高畑勲(1935-2018)は、1960年代から半世紀にわたって日本のアニメーションを牽引し続けたアニメーション映画監督です。本展では、高畑の演出術に注目し、制作ノートや絵コンテなどの未公開資料も紹介しながら、その豊穣な作品世界の秘密に迫ります。
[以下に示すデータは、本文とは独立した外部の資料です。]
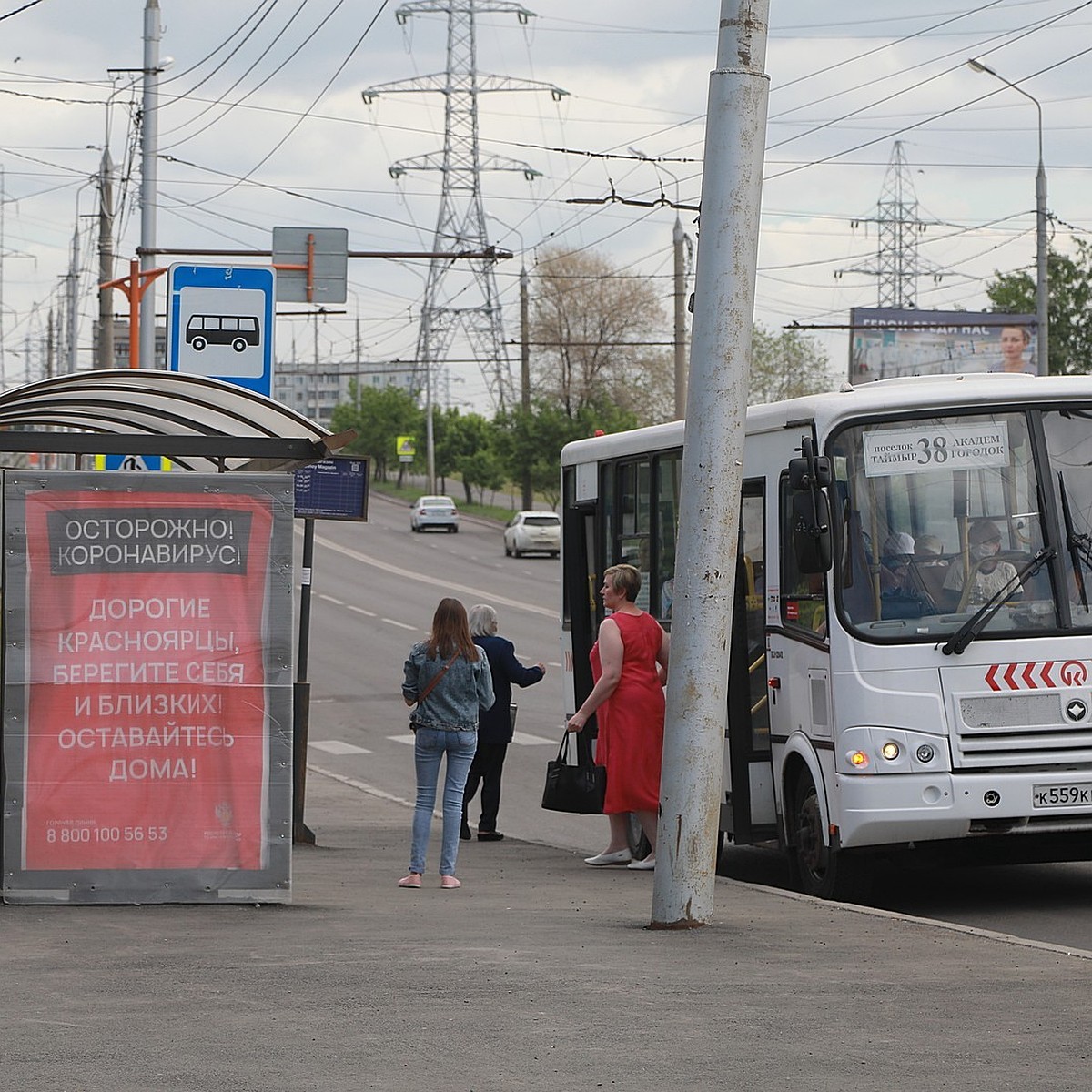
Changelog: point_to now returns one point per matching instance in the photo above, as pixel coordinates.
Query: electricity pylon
(898, 263)
(460, 223)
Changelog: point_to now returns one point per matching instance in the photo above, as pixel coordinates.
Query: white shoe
(618, 857)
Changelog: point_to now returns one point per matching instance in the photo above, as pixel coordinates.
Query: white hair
(483, 621)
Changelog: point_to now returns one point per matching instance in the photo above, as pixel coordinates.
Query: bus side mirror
(812, 472)
(812, 532)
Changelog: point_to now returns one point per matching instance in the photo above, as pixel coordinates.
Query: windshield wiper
(977, 622)
(1079, 545)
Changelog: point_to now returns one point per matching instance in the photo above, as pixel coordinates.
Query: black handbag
(578, 787)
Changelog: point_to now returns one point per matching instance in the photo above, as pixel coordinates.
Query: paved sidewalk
(538, 976)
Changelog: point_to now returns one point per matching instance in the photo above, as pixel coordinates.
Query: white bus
(912, 639)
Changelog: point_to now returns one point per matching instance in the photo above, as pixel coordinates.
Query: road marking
(475, 593)
(338, 747)
(525, 740)
(520, 738)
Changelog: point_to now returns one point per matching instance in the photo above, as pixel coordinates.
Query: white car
(435, 512)
(533, 532)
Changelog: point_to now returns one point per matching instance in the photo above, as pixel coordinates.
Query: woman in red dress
(629, 665)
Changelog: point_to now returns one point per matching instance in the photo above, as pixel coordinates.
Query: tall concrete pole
(74, 298)
(150, 173)
(104, 349)
(1042, 282)
(678, 238)
(529, 497)
(713, 470)
(1042, 278)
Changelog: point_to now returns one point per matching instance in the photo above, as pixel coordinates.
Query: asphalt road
(375, 588)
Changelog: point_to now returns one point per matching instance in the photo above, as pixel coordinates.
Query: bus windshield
(937, 517)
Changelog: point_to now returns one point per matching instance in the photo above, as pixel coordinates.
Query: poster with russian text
(157, 650)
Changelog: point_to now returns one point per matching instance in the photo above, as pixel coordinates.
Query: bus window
(916, 502)
(1069, 446)
(803, 595)
(669, 472)
(634, 505)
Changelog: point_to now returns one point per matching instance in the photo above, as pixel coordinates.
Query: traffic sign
(407, 449)
(219, 323)
(131, 463)
(321, 257)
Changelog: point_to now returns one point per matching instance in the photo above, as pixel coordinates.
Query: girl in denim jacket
(446, 722)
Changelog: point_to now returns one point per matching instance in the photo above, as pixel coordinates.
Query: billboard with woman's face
(885, 343)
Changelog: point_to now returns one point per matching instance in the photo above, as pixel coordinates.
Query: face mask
(984, 551)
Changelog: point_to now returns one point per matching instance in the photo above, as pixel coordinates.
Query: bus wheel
(819, 869)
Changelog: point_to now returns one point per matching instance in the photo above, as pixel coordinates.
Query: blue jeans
(430, 747)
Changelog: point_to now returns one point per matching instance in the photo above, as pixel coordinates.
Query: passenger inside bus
(987, 574)
(895, 561)
(928, 569)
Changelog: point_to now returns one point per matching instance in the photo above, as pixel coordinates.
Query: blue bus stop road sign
(219, 323)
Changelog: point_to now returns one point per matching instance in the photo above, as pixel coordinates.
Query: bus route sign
(334, 489)
(219, 323)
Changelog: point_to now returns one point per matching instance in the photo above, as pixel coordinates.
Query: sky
(261, 125)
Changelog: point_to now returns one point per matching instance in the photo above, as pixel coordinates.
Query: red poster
(147, 730)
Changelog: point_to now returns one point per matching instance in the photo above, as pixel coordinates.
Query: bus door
(798, 651)
(748, 813)
(580, 580)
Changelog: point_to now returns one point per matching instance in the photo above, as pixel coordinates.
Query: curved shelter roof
(199, 423)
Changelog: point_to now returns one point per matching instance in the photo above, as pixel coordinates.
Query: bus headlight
(873, 749)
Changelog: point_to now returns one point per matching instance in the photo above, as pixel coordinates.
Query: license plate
(1062, 796)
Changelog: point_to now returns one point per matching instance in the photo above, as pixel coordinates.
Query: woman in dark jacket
(495, 724)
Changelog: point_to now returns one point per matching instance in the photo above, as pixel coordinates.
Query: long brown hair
(451, 632)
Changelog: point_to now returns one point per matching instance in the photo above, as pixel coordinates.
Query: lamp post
(1042, 283)
(527, 489)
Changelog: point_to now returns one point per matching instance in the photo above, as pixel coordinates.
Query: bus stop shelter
(148, 752)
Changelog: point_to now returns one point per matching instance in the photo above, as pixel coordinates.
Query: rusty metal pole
(713, 470)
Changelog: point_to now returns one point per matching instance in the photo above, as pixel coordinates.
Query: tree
(468, 446)
(786, 365)
(590, 321)
(531, 442)
(1069, 295)
(379, 418)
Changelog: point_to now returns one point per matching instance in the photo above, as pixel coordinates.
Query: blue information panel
(333, 490)
(219, 323)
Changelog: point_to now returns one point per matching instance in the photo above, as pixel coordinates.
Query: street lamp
(527, 490)
(1042, 284)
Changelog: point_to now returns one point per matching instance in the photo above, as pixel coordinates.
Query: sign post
(333, 489)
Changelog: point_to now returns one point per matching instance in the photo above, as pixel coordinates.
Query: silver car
(435, 512)
(533, 532)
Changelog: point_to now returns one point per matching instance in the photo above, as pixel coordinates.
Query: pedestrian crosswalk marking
(338, 747)
(525, 740)
(520, 738)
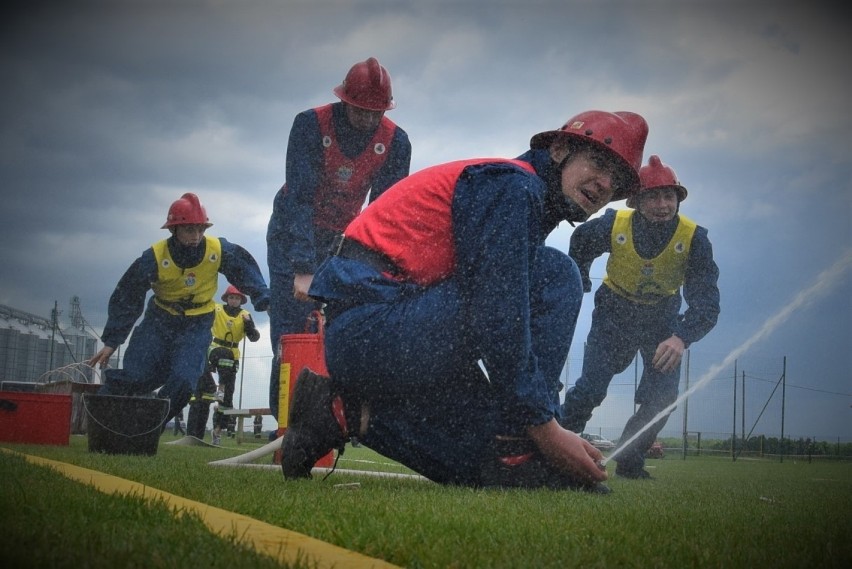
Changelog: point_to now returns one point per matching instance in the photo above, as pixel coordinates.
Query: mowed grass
(699, 512)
(展覧会期は9月18日~10月31日から9月18日~11月14日に変更になりました)
高畑勲(1935~2018)
1935年 三重県生まれ。岡山県で育つ
1959年 東京大学仏文学科卒業。同年東映動画(現・東映アニメーション)に入社
1968年 劇場用長編初演出(監督)となる『太陽の王子 ホルスの大冒険』を完成
1974年 テレビシリーズ『アルプスの少女ハイジ』全話を演出。その後、『母をたずねて三千里』(1976)、『赤毛のアン』(1979)全話演出を手がける
1984年 宮崎駿の『風の谷のナウシカ』でプロデューサーを務める
1985年 スタジオジブリ設立に参加
主な作品 1.「狼少年ケン」(1963年~1965年) 2.「太陽の王子 ホルスの大冒険」(1968年) 3.「パンダコパンダ」(1972年) 4.「アルプスの少女ハイジ」(1974年) 5.「母をたずねて三千里」(1976年) 6.「未来少年コナン」第9話、第10話(1978年) 7.「赤毛のアン」(1979年) 8.「じゃりン子チエ」(1981年) | 9.「セロ弾きのゴーシュ」(1982年) 10.「柳川掘割物語」(1987年) 11.「火垂るの墓」(1988年) 12.「おもひでぽろぽろ」(1991年) 13.「平成狸合戦ぽんぽこ」(1994年) 14.「ホーホケキョ となりの山田くん」(1999年) 15.「かぐや姫の物語」(2013年) |
みどころ/展示構成
第1章 出発点
高畑勲氏は1959年に東映映画(現・東映アニメーション)に入社し、アニメーションの演出家を目指します。演出助手時代に手がけた「安寿と厨子王丸」(1961)では、新発見の絵コンテをもとに若き日の高畑氏が創造したシーンを分析します。「太陽の王子 ホルスの大冒険」(1968)では、集団制作の方法と作品世界を構築していくプロセスに光を当て、なぜこの作品が日本のアニメーション史において画期的であったかを明らかにします。
第2章 日常生活のよろこび
東映映画を去った高畑氏は、「アルプスの少女ハイジ」(1974)にはじまる一連のTVの名作シリーズで新境地を切り拓きます。毎週一話を完成させなければならない時間的制約にも拘わらず表現上の工夫を凝らし、日常生活を丹念に描写することで、生き生きとした人間ドラマを創造したのです。宮崎駿、小田部羊一、近藤喜文、井岡雅宏、椋尾篁らとのチームワークを絵コンテ、レイアウト、背景画などによって検証し、高畑演出の秘密に迫ります。
第3章 日本文化への眼差し
映画「じゃりン子チエ」(1981)以降は、日本の風土や庶民の生活のリアリティを活写します。その取り組みは、1985年に設立参画したスタジオジブリにおいて、「火垂るの墓」(1988)、「おもひでぽろぽろ」(1991)、「平成狸合戦ぽんぽこ」(1994)という日本の現代史に注目した作品群に結実します。日本人の戦中・戦後の経験を現代と地続きのものとして語り直す話法の創造と、「里山」というテーマの展開に注目します。
第4章 スケッチの躍動
90年代には絵巻物研究に没頭して日本の視覚文化の伝統を掘り起こし、人物と背景が一体化したアニメーションの新しい表現スタイルを模索し続けました。その成果は「ホーホケキョ となりの山田くん」(1999)と「かぐや姫の物語」(2013)に結実します。手書きの線を生かした水彩画風の描法に挑み、従来のセル様式とは一線を画した表現を達成しました。美術への深い知識に裏付けられた高畑のイメージの錬金術を紐解きます。